The best solution would be for the government to display the political courage to stop the subsidy for all people above a certain income criteria without waiting for them to do it voluntarily. This would save the government ₹ 22,000 crore, enough to substantially sponsor the greatest welfare scheme of Government of India, the MGNREGA in the current fiscal. However we have already argued that it is difficult to identify the beneficiaries based on income criteria. Moreover such a policy could be political suicide.
In that case, the next best solution would be to nudge people away from taking the subsidy by guaranteeing better services for those who give up the subsidy. If non-subsidized LPG customers are given priority and same day delivery, then they would be attracted towards giving up subsidy beyond just an act of patriotism. Another option could be to set staggered formula for subsidies e.g. BPL and AAY card holders get 100% of the current subsidy, APL card holders get 80%, other households covered by the Food Securities Act get 60% and the rest get 40% of the subsidy. This may be politically feasible and over time the percentages could be changed incrementally to slowly eliminate subsidies for the non-poor.
Economic theory categorically states that indirect subsidies are rather inefficient compared to targeted subsidies. In case of India, targeting is prohibitively costly or immensely inefficient when operative on the present administrative structure which is the only way to explain the failure of Indian welfare schemes in the post-Independence era. For example, our public distribution system is known to have a leakage rate of approximately 40%.
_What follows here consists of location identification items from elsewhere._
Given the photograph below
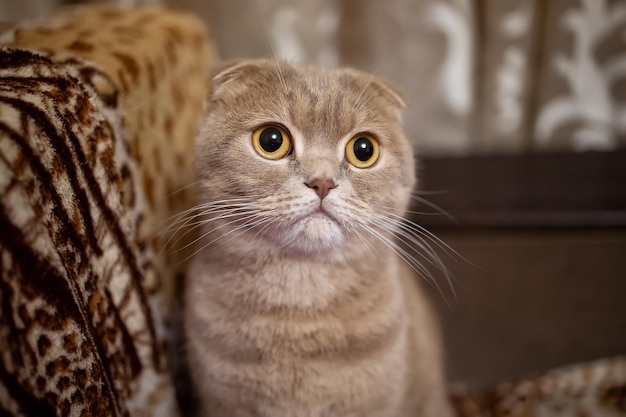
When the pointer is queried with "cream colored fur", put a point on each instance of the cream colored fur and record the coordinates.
(293, 311)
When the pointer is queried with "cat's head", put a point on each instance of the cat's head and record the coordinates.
(304, 158)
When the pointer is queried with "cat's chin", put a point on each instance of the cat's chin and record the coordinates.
(315, 234)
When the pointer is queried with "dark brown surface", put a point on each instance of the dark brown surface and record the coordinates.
(538, 190)
(534, 300)
(544, 283)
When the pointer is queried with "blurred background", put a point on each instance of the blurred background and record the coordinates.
(518, 111)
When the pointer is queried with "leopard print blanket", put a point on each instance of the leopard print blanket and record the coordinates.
(83, 140)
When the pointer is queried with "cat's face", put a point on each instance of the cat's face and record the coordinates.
(303, 158)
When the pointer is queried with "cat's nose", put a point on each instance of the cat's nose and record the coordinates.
(321, 186)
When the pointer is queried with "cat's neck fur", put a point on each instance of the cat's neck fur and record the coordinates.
(268, 278)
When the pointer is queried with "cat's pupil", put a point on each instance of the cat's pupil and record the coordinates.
(271, 139)
(363, 149)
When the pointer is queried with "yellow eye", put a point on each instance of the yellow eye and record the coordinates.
(271, 141)
(362, 151)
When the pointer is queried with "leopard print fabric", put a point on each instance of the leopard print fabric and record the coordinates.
(158, 61)
(96, 132)
(594, 389)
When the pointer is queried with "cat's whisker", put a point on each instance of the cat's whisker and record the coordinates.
(238, 217)
(221, 236)
(403, 222)
(191, 219)
(414, 236)
(404, 255)
(372, 250)
(219, 203)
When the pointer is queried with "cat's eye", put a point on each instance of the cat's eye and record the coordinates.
(271, 141)
(362, 151)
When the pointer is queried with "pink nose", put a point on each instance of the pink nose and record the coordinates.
(321, 186)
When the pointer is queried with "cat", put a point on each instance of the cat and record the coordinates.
(299, 303)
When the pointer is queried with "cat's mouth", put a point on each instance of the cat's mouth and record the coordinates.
(320, 213)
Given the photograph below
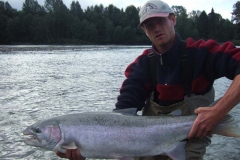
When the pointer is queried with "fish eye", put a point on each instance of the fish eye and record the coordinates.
(38, 130)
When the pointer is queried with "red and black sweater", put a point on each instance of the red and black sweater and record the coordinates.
(209, 60)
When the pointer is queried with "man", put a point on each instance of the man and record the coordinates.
(168, 91)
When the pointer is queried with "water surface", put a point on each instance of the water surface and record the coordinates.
(39, 82)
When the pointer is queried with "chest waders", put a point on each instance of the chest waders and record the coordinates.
(196, 147)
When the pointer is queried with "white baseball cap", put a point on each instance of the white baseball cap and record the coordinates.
(154, 8)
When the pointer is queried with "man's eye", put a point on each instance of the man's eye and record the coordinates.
(161, 20)
(38, 130)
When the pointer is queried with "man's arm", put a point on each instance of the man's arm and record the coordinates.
(209, 117)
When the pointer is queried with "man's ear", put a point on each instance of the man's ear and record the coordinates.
(144, 29)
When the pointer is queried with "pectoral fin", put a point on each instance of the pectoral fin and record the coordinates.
(178, 152)
(70, 146)
(127, 111)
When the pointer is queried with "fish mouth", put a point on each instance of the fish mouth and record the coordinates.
(31, 139)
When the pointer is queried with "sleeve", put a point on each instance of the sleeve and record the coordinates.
(136, 87)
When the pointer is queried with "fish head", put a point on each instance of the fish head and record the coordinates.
(45, 134)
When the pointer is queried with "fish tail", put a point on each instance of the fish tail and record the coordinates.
(228, 127)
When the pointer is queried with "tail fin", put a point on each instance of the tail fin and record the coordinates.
(228, 127)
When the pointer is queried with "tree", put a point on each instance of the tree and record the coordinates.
(236, 18)
(236, 12)
(32, 7)
(213, 23)
(76, 10)
(203, 25)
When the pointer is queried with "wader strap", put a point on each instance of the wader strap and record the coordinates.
(152, 67)
(186, 69)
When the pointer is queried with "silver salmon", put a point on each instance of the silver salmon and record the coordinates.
(121, 136)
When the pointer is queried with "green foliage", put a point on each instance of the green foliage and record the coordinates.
(55, 23)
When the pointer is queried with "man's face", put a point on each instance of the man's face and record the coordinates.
(160, 30)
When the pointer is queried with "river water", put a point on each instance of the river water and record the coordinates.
(39, 82)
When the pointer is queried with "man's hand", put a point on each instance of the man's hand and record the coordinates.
(72, 154)
(206, 121)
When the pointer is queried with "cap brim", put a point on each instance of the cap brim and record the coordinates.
(154, 15)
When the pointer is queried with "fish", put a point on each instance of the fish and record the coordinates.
(119, 135)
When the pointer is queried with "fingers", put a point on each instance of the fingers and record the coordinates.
(72, 154)
(193, 130)
(201, 126)
(61, 155)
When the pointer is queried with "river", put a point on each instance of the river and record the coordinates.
(39, 82)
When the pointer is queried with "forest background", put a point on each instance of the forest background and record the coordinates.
(54, 23)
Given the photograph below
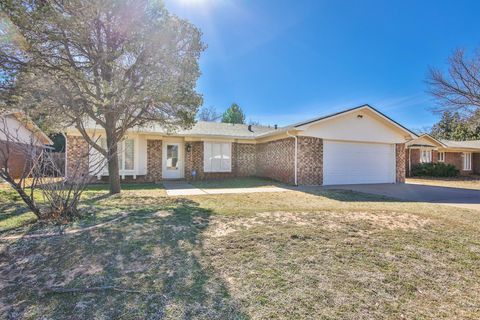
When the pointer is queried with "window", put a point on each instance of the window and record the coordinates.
(441, 157)
(467, 161)
(425, 155)
(126, 155)
(217, 157)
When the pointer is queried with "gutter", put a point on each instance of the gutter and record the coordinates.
(296, 155)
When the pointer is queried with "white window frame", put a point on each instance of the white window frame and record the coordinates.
(467, 161)
(225, 155)
(441, 156)
(425, 155)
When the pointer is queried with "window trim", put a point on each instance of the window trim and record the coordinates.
(467, 165)
(210, 169)
(121, 156)
(442, 157)
(428, 155)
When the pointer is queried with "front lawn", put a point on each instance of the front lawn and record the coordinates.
(466, 182)
(289, 255)
(247, 182)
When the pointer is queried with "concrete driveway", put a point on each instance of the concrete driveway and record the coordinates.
(465, 198)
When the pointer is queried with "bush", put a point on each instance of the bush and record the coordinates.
(435, 170)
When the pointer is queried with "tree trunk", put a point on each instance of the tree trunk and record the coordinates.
(112, 160)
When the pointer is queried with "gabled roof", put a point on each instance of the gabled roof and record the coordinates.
(469, 144)
(435, 143)
(364, 106)
(238, 131)
(241, 131)
(29, 124)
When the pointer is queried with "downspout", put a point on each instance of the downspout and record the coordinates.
(409, 162)
(296, 153)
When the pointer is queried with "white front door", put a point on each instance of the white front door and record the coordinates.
(358, 163)
(172, 160)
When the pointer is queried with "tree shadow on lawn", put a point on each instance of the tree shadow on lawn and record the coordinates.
(157, 251)
(344, 195)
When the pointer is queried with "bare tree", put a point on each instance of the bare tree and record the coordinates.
(209, 114)
(458, 89)
(37, 176)
(116, 64)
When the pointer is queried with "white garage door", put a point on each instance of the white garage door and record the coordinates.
(357, 163)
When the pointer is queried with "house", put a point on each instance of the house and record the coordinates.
(464, 155)
(18, 135)
(358, 145)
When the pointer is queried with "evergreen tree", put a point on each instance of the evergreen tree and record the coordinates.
(234, 114)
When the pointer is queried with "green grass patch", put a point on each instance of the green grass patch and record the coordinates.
(248, 182)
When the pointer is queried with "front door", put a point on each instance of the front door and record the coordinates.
(172, 160)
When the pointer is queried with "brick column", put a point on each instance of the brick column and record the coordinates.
(400, 162)
(194, 160)
(76, 157)
(154, 160)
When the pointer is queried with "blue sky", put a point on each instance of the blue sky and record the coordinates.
(286, 61)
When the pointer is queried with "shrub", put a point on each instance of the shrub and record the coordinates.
(435, 170)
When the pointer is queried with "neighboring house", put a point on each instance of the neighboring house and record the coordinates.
(358, 145)
(18, 135)
(464, 155)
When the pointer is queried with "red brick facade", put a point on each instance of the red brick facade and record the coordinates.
(16, 156)
(453, 158)
(476, 163)
(77, 157)
(310, 161)
(400, 163)
(275, 160)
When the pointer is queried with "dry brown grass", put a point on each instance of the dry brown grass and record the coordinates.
(291, 255)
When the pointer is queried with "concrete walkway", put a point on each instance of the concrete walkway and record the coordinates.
(457, 197)
(182, 188)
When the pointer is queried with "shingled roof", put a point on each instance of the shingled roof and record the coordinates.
(470, 144)
(225, 129)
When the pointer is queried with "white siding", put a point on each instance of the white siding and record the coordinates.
(356, 126)
(16, 131)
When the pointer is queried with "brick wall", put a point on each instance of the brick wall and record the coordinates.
(77, 157)
(246, 158)
(476, 163)
(400, 162)
(310, 161)
(275, 160)
(154, 160)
Reliance on Information Technology provides an opportunity to put a check to these leaks and make India’s welfare schemes work. Success of these welfare schemes, nevertheless, are directly proportional to cessation of abuse of these schemes by middle and higher income groups. This necessitates political courage at this critical juncture, which the Modi government surely has the political capital for, without which no amount of technological induction will help.